Y vale escuchar su odio aunque solo sea para comprender mejor por qué algunos de los oradores del acto figuran en una lista de terroristas que Cuba entregó a Estados Unidos y a la ONU.

Evidentemente, no hay que portar un arma para ser terrorista. Convocar a crímenes de odio es un acto terrorista. El innombrable lo dice: "no es tema económico. Es político" . Matar o mandar a matar por razones políticas es terrorismo.

También hay que situar todo ese show contra Cuba en contexto. ¿Por qué en Hialeah, un área con algunos de los peores indicadores económicos y sociales en el condado de Miami Dade?

Tampoco se puede desconectar esto de las más recientes provocaciones, actos terroristas y todo lo que buscan provocar los enemigos de la nación cubana cada vez que se habla de conversaciones de las quedan fuera ellos.

Con amenazas y exigencias a quienes alimentaron al monstruo, sus más agresivos representantes piden que maten a los izquierdistas.

Tienen mucho en común con los cubanos y chilenos que organizaron y ejecutaron, hace 50 años, el atentado a Orlando Letelier y Ronni Moffitt en Washington en 1976, el año más cuento del terrorismo contra Cuba.

No lo recordamos por casualidad. Es que encontramos una muy rara buena noticia relacionada con la actuación del abominable ICE.

Resulta que en una reciente redada, ICE detuvo a Armando Fernández Larios, genocida con un prontuario criminal que incluye la integración de escuadrones de la muerte en el Chile de Pinochet, además de su destacado papel como uno de los asesinos de Letelier y su ayudante.

"Mató a decenas de personas", dicen los investigadores de aquel abominable atentado en el que participaron también algunos de los peores cubanos de los que hablábamos antes: Orlando Bosch, Luis Posada, los hermanos Novo Sampoll, Dionisio Suárez y Virgilio Paz.

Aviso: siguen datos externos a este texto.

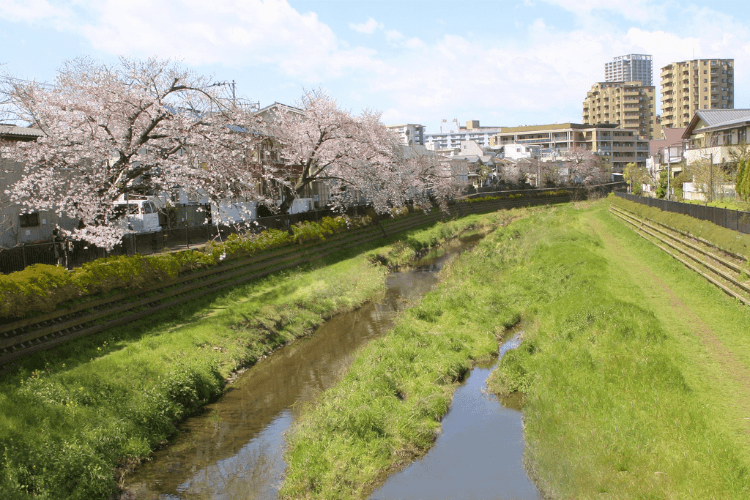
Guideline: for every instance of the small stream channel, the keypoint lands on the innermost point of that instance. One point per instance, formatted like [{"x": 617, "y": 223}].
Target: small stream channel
[
  {"x": 234, "y": 449},
  {"x": 477, "y": 455}
]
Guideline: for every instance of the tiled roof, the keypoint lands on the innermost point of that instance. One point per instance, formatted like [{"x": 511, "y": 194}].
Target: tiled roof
[
  {"x": 720, "y": 117},
  {"x": 12, "y": 130}
]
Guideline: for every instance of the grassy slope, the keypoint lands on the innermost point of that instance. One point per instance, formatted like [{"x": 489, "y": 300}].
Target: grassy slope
[
  {"x": 634, "y": 368},
  {"x": 387, "y": 409},
  {"x": 70, "y": 415}
]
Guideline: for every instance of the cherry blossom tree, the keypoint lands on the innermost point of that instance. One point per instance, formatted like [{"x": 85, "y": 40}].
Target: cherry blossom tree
[
  {"x": 584, "y": 167},
  {"x": 318, "y": 142},
  {"x": 142, "y": 127}
]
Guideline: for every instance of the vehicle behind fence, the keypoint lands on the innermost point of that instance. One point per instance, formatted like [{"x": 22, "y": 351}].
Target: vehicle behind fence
[
  {"x": 178, "y": 236},
  {"x": 730, "y": 219}
]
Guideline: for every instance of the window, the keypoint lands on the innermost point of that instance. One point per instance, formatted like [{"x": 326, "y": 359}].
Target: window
[{"x": 28, "y": 220}]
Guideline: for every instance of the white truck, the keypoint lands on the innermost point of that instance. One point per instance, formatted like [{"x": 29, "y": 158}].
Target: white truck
[{"x": 141, "y": 216}]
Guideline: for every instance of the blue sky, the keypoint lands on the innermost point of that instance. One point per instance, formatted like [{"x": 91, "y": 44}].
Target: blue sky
[{"x": 505, "y": 63}]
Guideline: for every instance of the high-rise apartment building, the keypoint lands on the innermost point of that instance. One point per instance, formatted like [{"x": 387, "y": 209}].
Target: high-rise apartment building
[
  {"x": 630, "y": 68},
  {"x": 629, "y": 105},
  {"x": 688, "y": 86},
  {"x": 410, "y": 133},
  {"x": 615, "y": 145}
]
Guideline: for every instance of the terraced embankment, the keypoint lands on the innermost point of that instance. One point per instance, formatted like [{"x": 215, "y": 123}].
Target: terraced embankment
[
  {"x": 46, "y": 331},
  {"x": 635, "y": 370},
  {"x": 75, "y": 418},
  {"x": 725, "y": 269}
]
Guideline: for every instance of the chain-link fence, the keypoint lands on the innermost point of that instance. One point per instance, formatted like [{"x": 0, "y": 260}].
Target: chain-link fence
[{"x": 730, "y": 219}]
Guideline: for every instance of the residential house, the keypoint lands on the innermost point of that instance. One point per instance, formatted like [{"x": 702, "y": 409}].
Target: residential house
[{"x": 18, "y": 225}]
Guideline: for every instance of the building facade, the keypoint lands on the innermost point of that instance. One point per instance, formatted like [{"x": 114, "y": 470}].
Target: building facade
[
  {"x": 616, "y": 146},
  {"x": 630, "y": 68},
  {"x": 689, "y": 86},
  {"x": 411, "y": 134},
  {"x": 629, "y": 105},
  {"x": 717, "y": 135},
  {"x": 452, "y": 134}
]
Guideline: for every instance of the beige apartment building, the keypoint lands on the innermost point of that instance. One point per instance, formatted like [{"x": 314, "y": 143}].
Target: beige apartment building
[
  {"x": 617, "y": 146},
  {"x": 689, "y": 86},
  {"x": 629, "y": 105}
]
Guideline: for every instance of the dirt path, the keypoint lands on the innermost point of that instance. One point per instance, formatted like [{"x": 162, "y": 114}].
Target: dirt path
[{"x": 732, "y": 368}]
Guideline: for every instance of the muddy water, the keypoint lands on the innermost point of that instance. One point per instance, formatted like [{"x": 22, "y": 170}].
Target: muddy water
[
  {"x": 234, "y": 449},
  {"x": 478, "y": 455}
]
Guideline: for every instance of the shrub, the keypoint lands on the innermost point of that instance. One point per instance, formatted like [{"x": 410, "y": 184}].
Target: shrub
[{"x": 43, "y": 287}]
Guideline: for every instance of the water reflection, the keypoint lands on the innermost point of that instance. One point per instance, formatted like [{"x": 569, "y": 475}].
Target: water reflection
[
  {"x": 478, "y": 455},
  {"x": 234, "y": 449}
]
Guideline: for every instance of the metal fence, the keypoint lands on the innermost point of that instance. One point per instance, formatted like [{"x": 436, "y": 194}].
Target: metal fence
[
  {"x": 178, "y": 236},
  {"x": 731, "y": 219}
]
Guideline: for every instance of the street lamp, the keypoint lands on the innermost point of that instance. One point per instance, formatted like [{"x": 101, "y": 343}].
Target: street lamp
[{"x": 711, "y": 170}]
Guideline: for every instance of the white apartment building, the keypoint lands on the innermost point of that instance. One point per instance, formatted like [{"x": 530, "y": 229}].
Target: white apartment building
[
  {"x": 452, "y": 134},
  {"x": 411, "y": 134}
]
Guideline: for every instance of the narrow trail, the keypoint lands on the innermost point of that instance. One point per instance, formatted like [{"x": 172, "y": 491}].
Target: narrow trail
[{"x": 658, "y": 294}]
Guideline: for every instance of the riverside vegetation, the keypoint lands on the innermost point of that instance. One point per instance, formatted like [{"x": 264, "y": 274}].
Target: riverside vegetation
[
  {"x": 75, "y": 419},
  {"x": 635, "y": 371}
]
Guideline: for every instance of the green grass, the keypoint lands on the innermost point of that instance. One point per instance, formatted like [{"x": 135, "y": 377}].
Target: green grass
[
  {"x": 727, "y": 239},
  {"x": 633, "y": 369},
  {"x": 387, "y": 409},
  {"x": 73, "y": 419},
  {"x": 729, "y": 204}
]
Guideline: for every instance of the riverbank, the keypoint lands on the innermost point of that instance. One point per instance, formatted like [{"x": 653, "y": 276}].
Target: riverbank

Todos fueron protegidos por la CIA hasta su muerte (los que murieron de muerte natural en sus casas en Miami) y seguramente los que quedan vivos, difícilmente serán deportados. Lo dice en una parte del reporte John Dingues, periodista y escritor que ha documentado profusamente el asesinato de Letelier. Según el estudioso, difícilmente los deporten los ultraderechistas que están en el poder.

Por esos antecedentes y más, los terroristas de la palabra que se lucieron sobre tarima en Haileah, se dan el lujo de pedir que nos arracen, como sus antepasados pedían 3 días de licencia para matar, cuando Mas Canosa se alistaba para ser instalado como presidente de una "Cuba sin Castro". Murió con las ganas, que parecen retornar en las de su hijo Jorge, amarrado hoy al viejo discurso de los 90. Y Openheimer vuelve a decretar la hora final de la Revolución. La historia se repite. Unas veces como tragedia y otra como comedia. No sabemos cuál de las dos versiones resulta peor. Seguimos Chapeando.